26 March 2007

LVD Orion adds cost-effective laser capacity for Wallace McDowell.

When Wallace McDowall needed to expand its laser capacity it decided to try a new approach. Rather than simply adding a new shuttle table machine from its existing supplier it invested in a 4kW LVD Orion system. This gave a high level of performance with a 40% cost saving and provided a complementary capacity to its existing machines.

Wallace McDowall offers an all-round subcontracting service based around four lasers and a punch press. Customers include leading yellow goods manufacturers, agricultural equipment makers and a highly successful manufacturer of bespoke dog kennels. It even has an associate company that produces its own line of football goal posts. As MD Jim Wilson says, "If it's made of metal, we will make it".

Production covers everything from 0.5mm up to 20mm in batches varying from 5000-off to single components, and includes both flat blanks and fully fabricated and painted assemblies.

"Most of our work is in the 6 to 8mm range, with an average batch size of 50. But a big chunk of what we do is one-offs. It really is very diverse, but everything we manufacture starts its life on punch or the lasers. We have focused on using lasers because that is the market we tend to be in. They are flexible, accurate and give you a good finish that doesn't need deburring. The punch isn't much good once you get above around 4mm, but we do use it for form work too," says Jim.

The need to invest in a new laser was driven by the continuing growth of the company. Turnover has risen from £2.5 million five years ago when the company was the subject of a management buyout to more than £5.5 million now and it is still growing.

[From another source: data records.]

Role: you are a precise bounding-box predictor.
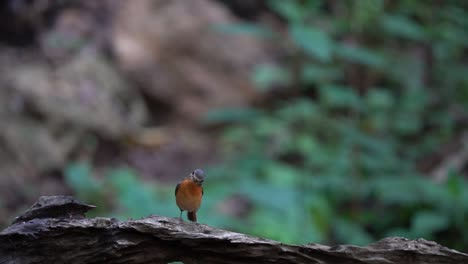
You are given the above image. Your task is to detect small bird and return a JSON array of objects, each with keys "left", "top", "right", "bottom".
[{"left": 175, "top": 169, "right": 205, "bottom": 222}]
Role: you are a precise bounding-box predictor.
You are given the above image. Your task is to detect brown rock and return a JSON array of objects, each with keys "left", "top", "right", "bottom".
[{"left": 111, "top": 0, "right": 269, "bottom": 120}]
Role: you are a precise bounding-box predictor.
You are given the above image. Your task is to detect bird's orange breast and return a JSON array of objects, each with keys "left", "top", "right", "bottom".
[{"left": 175, "top": 179, "right": 203, "bottom": 212}]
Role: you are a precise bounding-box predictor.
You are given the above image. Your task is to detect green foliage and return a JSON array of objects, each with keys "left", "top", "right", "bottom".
[
  {"left": 65, "top": 161, "right": 175, "bottom": 219},
  {"left": 334, "top": 44, "right": 386, "bottom": 67},
  {"left": 204, "top": 0, "right": 468, "bottom": 250},
  {"left": 381, "top": 14, "right": 427, "bottom": 41},
  {"left": 252, "top": 64, "right": 291, "bottom": 90},
  {"left": 64, "top": 162, "right": 106, "bottom": 216},
  {"left": 291, "top": 24, "right": 332, "bottom": 62}
]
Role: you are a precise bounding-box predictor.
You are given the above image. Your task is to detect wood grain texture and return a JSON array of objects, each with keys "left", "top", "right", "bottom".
[{"left": 1, "top": 196, "right": 467, "bottom": 264}]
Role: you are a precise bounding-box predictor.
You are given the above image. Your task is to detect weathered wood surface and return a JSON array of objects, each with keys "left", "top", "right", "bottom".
[{"left": 1, "top": 196, "right": 467, "bottom": 264}]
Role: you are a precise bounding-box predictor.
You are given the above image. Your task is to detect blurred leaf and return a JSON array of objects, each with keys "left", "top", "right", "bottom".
[
  {"left": 241, "top": 181, "right": 298, "bottom": 212},
  {"left": 366, "top": 88, "right": 395, "bottom": 110},
  {"left": 250, "top": 209, "right": 298, "bottom": 243},
  {"left": 277, "top": 99, "right": 320, "bottom": 122},
  {"left": 262, "top": 162, "right": 302, "bottom": 187},
  {"left": 371, "top": 176, "right": 422, "bottom": 205},
  {"left": 291, "top": 133, "right": 320, "bottom": 156},
  {"left": 417, "top": 179, "right": 453, "bottom": 210},
  {"left": 290, "top": 24, "right": 332, "bottom": 62},
  {"left": 411, "top": 211, "right": 450, "bottom": 237},
  {"left": 334, "top": 219, "right": 373, "bottom": 246},
  {"left": 268, "top": 0, "right": 304, "bottom": 22},
  {"left": 319, "top": 85, "right": 361, "bottom": 110},
  {"left": 334, "top": 44, "right": 386, "bottom": 67},
  {"left": 308, "top": 194, "right": 332, "bottom": 241},
  {"left": 446, "top": 171, "right": 464, "bottom": 198},
  {"left": 64, "top": 161, "right": 108, "bottom": 216},
  {"left": 107, "top": 168, "right": 139, "bottom": 193},
  {"left": 212, "top": 23, "right": 275, "bottom": 38},
  {"left": 443, "top": 6, "right": 468, "bottom": 29},
  {"left": 381, "top": 15, "right": 427, "bottom": 41},
  {"left": 301, "top": 64, "right": 342, "bottom": 84},
  {"left": 64, "top": 161, "right": 101, "bottom": 200},
  {"left": 387, "top": 51, "right": 425, "bottom": 89},
  {"left": 253, "top": 116, "right": 282, "bottom": 137},
  {"left": 107, "top": 168, "right": 157, "bottom": 218},
  {"left": 393, "top": 113, "right": 422, "bottom": 135},
  {"left": 221, "top": 126, "right": 252, "bottom": 148},
  {"left": 351, "top": 0, "right": 385, "bottom": 32},
  {"left": 252, "top": 64, "right": 291, "bottom": 90},
  {"left": 392, "top": 89, "right": 427, "bottom": 135}
]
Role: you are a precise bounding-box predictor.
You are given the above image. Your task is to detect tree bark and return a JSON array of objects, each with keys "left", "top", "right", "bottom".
[{"left": 1, "top": 196, "right": 467, "bottom": 264}]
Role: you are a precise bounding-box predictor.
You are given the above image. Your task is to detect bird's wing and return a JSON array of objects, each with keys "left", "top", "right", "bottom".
[{"left": 175, "top": 182, "right": 181, "bottom": 196}]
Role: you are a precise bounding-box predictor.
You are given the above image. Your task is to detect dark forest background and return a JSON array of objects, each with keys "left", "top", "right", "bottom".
[{"left": 0, "top": 0, "right": 468, "bottom": 252}]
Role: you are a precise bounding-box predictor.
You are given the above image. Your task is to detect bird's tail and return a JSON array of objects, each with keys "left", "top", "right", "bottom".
[{"left": 187, "top": 211, "right": 197, "bottom": 222}]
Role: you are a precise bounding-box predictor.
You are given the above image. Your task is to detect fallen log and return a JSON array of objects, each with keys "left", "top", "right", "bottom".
[{"left": 1, "top": 196, "right": 466, "bottom": 264}]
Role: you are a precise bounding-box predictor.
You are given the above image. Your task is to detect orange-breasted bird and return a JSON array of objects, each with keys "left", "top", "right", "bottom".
[{"left": 175, "top": 169, "right": 205, "bottom": 222}]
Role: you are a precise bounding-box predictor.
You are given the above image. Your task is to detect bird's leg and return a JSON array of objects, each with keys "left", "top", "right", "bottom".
[{"left": 179, "top": 210, "right": 183, "bottom": 221}]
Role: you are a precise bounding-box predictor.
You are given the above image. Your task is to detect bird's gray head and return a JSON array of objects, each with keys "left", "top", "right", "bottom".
[{"left": 190, "top": 169, "right": 205, "bottom": 184}]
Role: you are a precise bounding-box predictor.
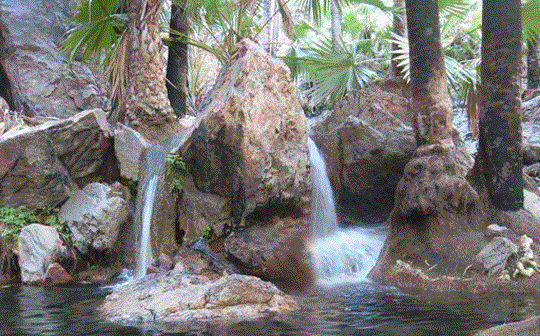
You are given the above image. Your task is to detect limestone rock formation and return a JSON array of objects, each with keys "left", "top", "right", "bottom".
[
  {"left": 18, "top": 224, "right": 70, "bottom": 283},
  {"left": 114, "top": 124, "right": 151, "bottom": 183},
  {"left": 59, "top": 182, "right": 130, "bottom": 255},
  {"left": 101, "top": 273, "right": 298, "bottom": 325},
  {"left": 311, "top": 79, "right": 414, "bottom": 217},
  {"left": 0, "top": 0, "right": 109, "bottom": 118},
  {"left": 0, "top": 109, "right": 114, "bottom": 207}
]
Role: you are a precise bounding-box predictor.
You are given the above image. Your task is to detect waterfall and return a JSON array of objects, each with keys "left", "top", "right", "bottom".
[
  {"left": 308, "top": 137, "right": 385, "bottom": 286},
  {"left": 308, "top": 138, "right": 339, "bottom": 237},
  {"left": 133, "top": 128, "right": 194, "bottom": 279}
]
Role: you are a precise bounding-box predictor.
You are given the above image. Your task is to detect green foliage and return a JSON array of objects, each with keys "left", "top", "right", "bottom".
[
  {"left": 201, "top": 226, "right": 214, "bottom": 240},
  {"left": 166, "top": 153, "right": 187, "bottom": 194},
  {"left": 62, "top": 0, "right": 127, "bottom": 67},
  {"left": 0, "top": 206, "right": 68, "bottom": 242}
]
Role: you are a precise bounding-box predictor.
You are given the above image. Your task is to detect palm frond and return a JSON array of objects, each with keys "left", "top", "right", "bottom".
[
  {"left": 523, "top": 0, "right": 540, "bottom": 43},
  {"left": 438, "top": 0, "right": 471, "bottom": 18}
]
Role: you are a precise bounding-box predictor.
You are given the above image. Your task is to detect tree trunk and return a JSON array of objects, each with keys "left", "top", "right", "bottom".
[
  {"left": 125, "top": 0, "right": 179, "bottom": 143},
  {"left": 479, "top": 0, "right": 523, "bottom": 211},
  {"left": 390, "top": 0, "right": 406, "bottom": 78},
  {"left": 330, "top": 0, "right": 342, "bottom": 49},
  {"left": 406, "top": 0, "right": 453, "bottom": 146},
  {"left": 527, "top": 41, "right": 540, "bottom": 90},
  {"left": 166, "top": 2, "right": 189, "bottom": 117}
]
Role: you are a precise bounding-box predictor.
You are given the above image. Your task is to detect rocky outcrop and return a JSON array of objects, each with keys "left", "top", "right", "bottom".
[
  {"left": 101, "top": 273, "right": 298, "bottom": 325},
  {"left": 17, "top": 224, "right": 70, "bottom": 284},
  {"left": 59, "top": 182, "right": 131, "bottom": 256},
  {"left": 0, "top": 109, "right": 114, "bottom": 207},
  {"left": 181, "top": 39, "right": 310, "bottom": 221},
  {"left": 0, "top": 0, "right": 109, "bottom": 118},
  {"left": 43, "top": 262, "right": 74, "bottom": 286},
  {"left": 311, "top": 79, "right": 414, "bottom": 217},
  {"left": 177, "top": 40, "right": 311, "bottom": 286}
]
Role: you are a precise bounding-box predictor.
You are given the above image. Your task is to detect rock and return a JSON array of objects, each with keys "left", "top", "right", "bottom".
[
  {"left": 225, "top": 217, "right": 313, "bottom": 289},
  {"left": 177, "top": 176, "right": 233, "bottom": 239},
  {"left": 113, "top": 124, "right": 150, "bottom": 183},
  {"left": 311, "top": 79, "right": 415, "bottom": 217},
  {"left": 59, "top": 182, "right": 130, "bottom": 255},
  {"left": 173, "top": 246, "right": 221, "bottom": 278},
  {"left": 0, "top": 0, "right": 109, "bottom": 118},
  {"left": 477, "top": 315, "right": 540, "bottom": 336},
  {"left": 181, "top": 39, "right": 310, "bottom": 219},
  {"left": 147, "top": 253, "right": 173, "bottom": 274},
  {"left": 523, "top": 123, "right": 540, "bottom": 165},
  {"left": 101, "top": 273, "right": 298, "bottom": 325},
  {"left": 476, "top": 237, "right": 519, "bottom": 276},
  {"left": 524, "top": 189, "right": 540, "bottom": 220},
  {"left": 178, "top": 40, "right": 311, "bottom": 288},
  {"left": 523, "top": 95, "right": 540, "bottom": 123},
  {"left": 43, "top": 262, "right": 74, "bottom": 286},
  {"left": 18, "top": 224, "right": 70, "bottom": 284},
  {"left": 0, "top": 109, "right": 114, "bottom": 207}
]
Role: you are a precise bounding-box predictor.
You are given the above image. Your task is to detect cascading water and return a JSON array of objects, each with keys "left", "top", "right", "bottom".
[
  {"left": 135, "top": 174, "right": 159, "bottom": 278},
  {"left": 307, "top": 138, "right": 385, "bottom": 286}
]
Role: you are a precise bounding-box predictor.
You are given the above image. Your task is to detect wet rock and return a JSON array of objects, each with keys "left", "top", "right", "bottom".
[
  {"left": 476, "top": 237, "right": 519, "bottom": 276},
  {"left": 101, "top": 273, "right": 298, "bottom": 325},
  {"left": 523, "top": 95, "right": 540, "bottom": 123},
  {"left": 18, "top": 224, "right": 70, "bottom": 284},
  {"left": 59, "top": 182, "right": 130, "bottom": 255},
  {"left": 0, "top": 0, "right": 109, "bottom": 118},
  {"left": 225, "top": 217, "right": 313, "bottom": 289},
  {"left": 311, "top": 79, "right": 414, "bottom": 216},
  {"left": 0, "top": 109, "right": 114, "bottom": 207},
  {"left": 43, "top": 262, "right": 74, "bottom": 286},
  {"left": 477, "top": 315, "right": 540, "bottom": 336},
  {"left": 147, "top": 253, "right": 173, "bottom": 274}
]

"We had always used the same supplier of laser machines, so it was a big move to go to another laser manufacturer, but things change and you have to look at what is available in the marketplace."

He says that as well as the price, the things that drew Jim to the LVD Orion were its simplicity and the fact that it was robustly built.

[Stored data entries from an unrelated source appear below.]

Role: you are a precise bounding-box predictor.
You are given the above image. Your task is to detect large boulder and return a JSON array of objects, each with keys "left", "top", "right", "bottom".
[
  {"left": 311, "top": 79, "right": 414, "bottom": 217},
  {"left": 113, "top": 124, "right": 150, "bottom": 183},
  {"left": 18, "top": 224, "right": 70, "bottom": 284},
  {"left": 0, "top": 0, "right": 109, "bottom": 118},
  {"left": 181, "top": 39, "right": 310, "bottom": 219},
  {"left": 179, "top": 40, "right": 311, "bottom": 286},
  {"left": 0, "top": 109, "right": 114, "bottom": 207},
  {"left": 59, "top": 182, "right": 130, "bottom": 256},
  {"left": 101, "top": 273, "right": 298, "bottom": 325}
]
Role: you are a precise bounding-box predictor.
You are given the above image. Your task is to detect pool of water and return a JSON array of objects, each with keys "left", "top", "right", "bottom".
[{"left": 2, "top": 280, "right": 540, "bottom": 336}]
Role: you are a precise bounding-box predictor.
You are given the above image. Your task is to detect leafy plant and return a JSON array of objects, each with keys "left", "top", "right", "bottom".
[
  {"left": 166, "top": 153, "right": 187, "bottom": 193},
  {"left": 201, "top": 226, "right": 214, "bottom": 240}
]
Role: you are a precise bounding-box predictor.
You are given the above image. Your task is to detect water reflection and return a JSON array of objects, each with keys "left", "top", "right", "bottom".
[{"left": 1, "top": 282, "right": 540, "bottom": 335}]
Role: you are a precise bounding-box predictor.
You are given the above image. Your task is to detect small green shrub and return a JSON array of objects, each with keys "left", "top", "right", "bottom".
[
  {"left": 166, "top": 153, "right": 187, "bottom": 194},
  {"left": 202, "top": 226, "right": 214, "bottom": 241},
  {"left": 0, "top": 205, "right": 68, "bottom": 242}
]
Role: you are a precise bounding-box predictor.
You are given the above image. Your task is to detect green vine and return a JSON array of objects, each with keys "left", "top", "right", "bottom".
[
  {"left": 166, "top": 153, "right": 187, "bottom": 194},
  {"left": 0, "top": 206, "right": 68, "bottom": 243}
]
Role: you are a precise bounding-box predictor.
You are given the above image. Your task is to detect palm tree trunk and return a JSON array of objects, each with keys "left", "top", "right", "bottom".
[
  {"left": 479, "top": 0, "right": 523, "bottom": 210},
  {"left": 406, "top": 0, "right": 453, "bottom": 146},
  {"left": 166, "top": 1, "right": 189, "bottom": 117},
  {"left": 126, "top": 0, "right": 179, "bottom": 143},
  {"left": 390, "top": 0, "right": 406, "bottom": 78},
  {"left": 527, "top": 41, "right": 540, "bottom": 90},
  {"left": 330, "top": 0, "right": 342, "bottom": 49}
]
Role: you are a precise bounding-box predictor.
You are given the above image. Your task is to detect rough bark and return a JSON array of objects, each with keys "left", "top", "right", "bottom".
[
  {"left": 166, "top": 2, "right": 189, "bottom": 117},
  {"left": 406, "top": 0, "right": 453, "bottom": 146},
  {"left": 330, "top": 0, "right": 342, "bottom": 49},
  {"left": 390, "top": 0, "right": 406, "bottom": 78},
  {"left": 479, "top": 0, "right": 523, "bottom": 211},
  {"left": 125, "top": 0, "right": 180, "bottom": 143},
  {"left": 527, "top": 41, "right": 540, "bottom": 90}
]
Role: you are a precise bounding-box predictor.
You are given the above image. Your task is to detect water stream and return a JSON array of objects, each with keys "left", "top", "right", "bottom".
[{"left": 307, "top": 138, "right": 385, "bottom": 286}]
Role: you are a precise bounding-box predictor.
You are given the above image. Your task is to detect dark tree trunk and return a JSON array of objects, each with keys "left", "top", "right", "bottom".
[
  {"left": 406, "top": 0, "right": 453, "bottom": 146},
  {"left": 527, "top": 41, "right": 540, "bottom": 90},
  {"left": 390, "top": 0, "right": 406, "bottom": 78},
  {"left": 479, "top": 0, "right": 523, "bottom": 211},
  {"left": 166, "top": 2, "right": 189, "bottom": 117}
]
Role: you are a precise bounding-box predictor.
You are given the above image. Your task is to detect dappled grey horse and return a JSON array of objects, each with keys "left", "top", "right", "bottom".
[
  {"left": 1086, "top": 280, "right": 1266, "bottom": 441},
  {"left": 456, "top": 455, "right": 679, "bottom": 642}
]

"It's the only laser we have without a pallet changer, and it doesn't have all the bells and whistles that you would get on a more expensive machine but we have those already if we need them," says Jim.

"Because of the lower capital cost the cost per part and depreciation are lower, so it is cheaper to run for the same charge out rate. You do lose a bit of time because you don't have the shuttle tables and have to change the sheet by hand, but the answer is to use it for the jobs it is most suited to."

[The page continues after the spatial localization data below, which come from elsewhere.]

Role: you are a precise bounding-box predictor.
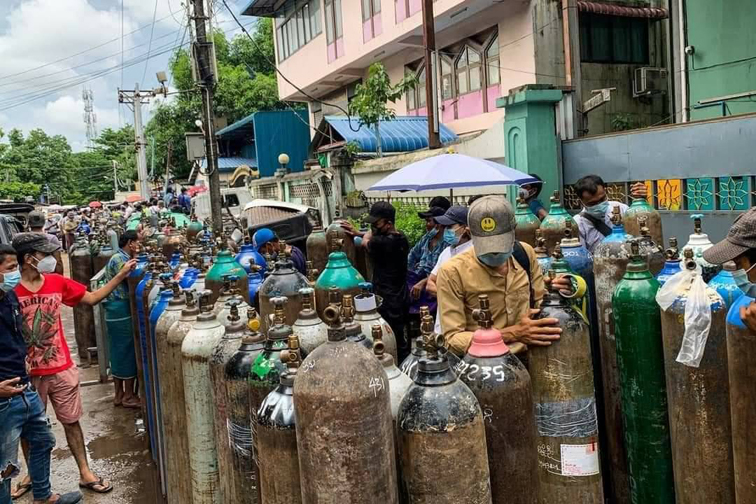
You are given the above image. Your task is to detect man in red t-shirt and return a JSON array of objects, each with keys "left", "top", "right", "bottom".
[{"left": 12, "top": 233, "right": 135, "bottom": 496}]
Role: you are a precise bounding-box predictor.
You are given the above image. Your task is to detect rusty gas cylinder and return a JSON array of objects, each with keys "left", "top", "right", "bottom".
[
  {"left": 623, "top": 195, "right": 663, "bottom": 245},
  {"left": 181, "top": 291, "right": 226, "bottom": 504},
  {"left": 326, "top": 218, "right": 357, "bottom": 266},
  {"left": 292, "top": 287, "right": 328, "bottom": 355},
  {"left": 637, "top": 215, "right": 665, "bottom": 275},
  {"left": 154, "top": 284, "right": 187, "bottom": 504},
  {"left": 343, "top": 293, "right": 373, "bottom": 349},
  {"left": 210, "top": 301, "right": 246, "bottom": 503},
  {"left": 535, "top": 229, "right": 552, "bottom": 274},
  {"left": 530, "top": 272, "right": 604, "bottom": 504},
  {"left": 257, "top": 333, "right": 303, "bottom": 504},
  {"left": 294, "top": 292, "right": 398, "bottom": 503},
  {"left": 259, "top": 242, "right": 309, "bottom": 333},
  {"left": 216, "top": 277, "right": 250, "bottom": 329},
  {"left": 400, "top": 306, "right": 460, "bottom": 380},
  {"left": 591, "top": 205, "right": 631, "bottom": 504},
  {"left": 726, "top": 293, "right": 756, "bottom": 503},
  {"left": 306, "top": 225, "right": 328, "bottom": 279},
  {"left": 373, "top": 324, "right": 412, "bottom": 504},
  {"left": 540, "top": 191, "right": 576, "bottom": 255},
  {"left": 224, "top": 312, "right": 265, "bottom": 503},
  {"left": 249, "top": 296, "right": 292, "bottom": 503},
  {"left": 69, "top": 234, "right": 96, "bottom": 358},
  {"left": 456, "top": 295, "right": 539, "bottom": 504},
  {"left": 515, "top": 197, "right": 541, "bottom": 247},
  {"left": 398, "top": 313, "right": 492, "bottom": 503},
  {"left": 660, "top": 249, "right": 734, "bottom": 504}
]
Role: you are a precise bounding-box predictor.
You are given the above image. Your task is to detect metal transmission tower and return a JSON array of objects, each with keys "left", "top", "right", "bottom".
[{"left": 82, "top": 88, "right": 98, "bottom": 149}]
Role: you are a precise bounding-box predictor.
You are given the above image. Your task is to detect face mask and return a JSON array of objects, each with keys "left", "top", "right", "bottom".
[
  {"left": 478, "top": 251, "right": 513, "bottom": 267},
  {"left": 584, "top": 200, "right": 609, "bottom": 219},
  {"left": 33, "top": 255, "right": 57, "bottom": 274},
  {"left": 0, "top": 269, "right": 21, "bottom": 292},
  {"left": 371, "top": 224, "right": 385, "bottom": 236},
  {"left": 443, "top": 228, "right": 461, "bottom": 246}
]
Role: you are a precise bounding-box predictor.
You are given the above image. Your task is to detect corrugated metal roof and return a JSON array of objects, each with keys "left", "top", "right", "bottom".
[
  {"left": 577, "top": 1, "right": 668, "bottom": 18},
  {"left": 201, "top": 157, "right": 258, "bottom": 173},
  {"left": 216, "top": 113, "right": 256, "bottom": 138},
  {"left": 323, "top": 116, "right": 458, "bottom": 153},
  {"left": 240, "top": 0, "right": 280, "bottom": 17}
]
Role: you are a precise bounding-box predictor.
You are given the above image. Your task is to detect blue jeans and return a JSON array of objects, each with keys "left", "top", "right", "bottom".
[{"left": 0, "top": 387, "right": 56, "bottom": 504}]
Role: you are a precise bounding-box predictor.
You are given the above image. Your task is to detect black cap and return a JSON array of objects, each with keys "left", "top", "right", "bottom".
[
  {"left": 28, "top": 211, "right": 45, "bottom": 228},
  {"left": 417, "top": 206, "right": 446, "bottom": 219},
  {"left": 429, "top": 196, "right": 451, "bottom": 211},
  {"left": 12, "top": 232, "right": 60, "bottom": 255},
  {"left": 364, "top": 201, "right": 396, "bottom": 224}
]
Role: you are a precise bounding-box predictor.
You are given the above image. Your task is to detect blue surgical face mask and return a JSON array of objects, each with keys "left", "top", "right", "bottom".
[
  {"left": 584, "top": 200, "right": 610, "bottom": 219},
  {"left": 478, "top": 251, "right": 513, "bottom": 267},
  {"left": 1, "top": 269, "right": 21, "bottom": 292},
  {"left": 443, "top": 228, "right": 460, "bottom": 246}
]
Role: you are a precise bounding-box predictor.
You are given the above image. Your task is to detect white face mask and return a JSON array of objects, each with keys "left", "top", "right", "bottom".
[{"left": 33, "top": 255, "right": 57, "bottom": 274}]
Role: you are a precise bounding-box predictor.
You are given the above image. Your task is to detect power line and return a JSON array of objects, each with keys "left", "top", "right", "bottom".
[{"left": 142, "top": 0, "right": 161, "bottom": 84}]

In practice this tends to mean smaller, heavier gauge and more complicated components where the running times per sheet are longer. If the sheet is on the laser for an hour and a half then the ten minutes spent loading and unloading becomes less important. Whereas simpler, larger parts running at, say, five minutes a sheet would naturally be most suited to the shuttle table machines.

Wallace McDowall has taken a similar approach to its forming and invested in a compact LVD PPRM press brake to complement its existing capacity. The PPRM uses electric reluctance motor and hydraulic technology, which makes it very fast and accurate on small components.

"We were working two shifts and were stretched with the two machines we already had. These are 170-tonne and 130-tonne machines, but a lot of the work they were doing was 15-tonne work. It's nonsense having a great big machine doing those little components when we have plenty of big parts to keep them occupied; you are wasting time and power."

Both machines have so far proved to be efficient and reliable runners says Jim, and he is happy with the way they have added value to the business.

"You get a lot of performance for your money with the Orion and it is 40% cheaper than the type of machine we would have bought in the past. And it gives us the chance to see what an LVD machine can do, how reliable it is, and what the LVD service and backup are like. Price is important, but there is no point having any machine if it doesn't keep working. And if it does break down we need the engineer to be here as quickly as possible to have it back up and working as quickly as possible. That's one of the main criteria we have when we are selecting lasers now," he says.

"The reliability has been first class, and when we had a couple of minor problems the response was immediate. The Orion was running three shifts the week it was installed and has been working 120 hours a week for the past six months you can't ask for better than that."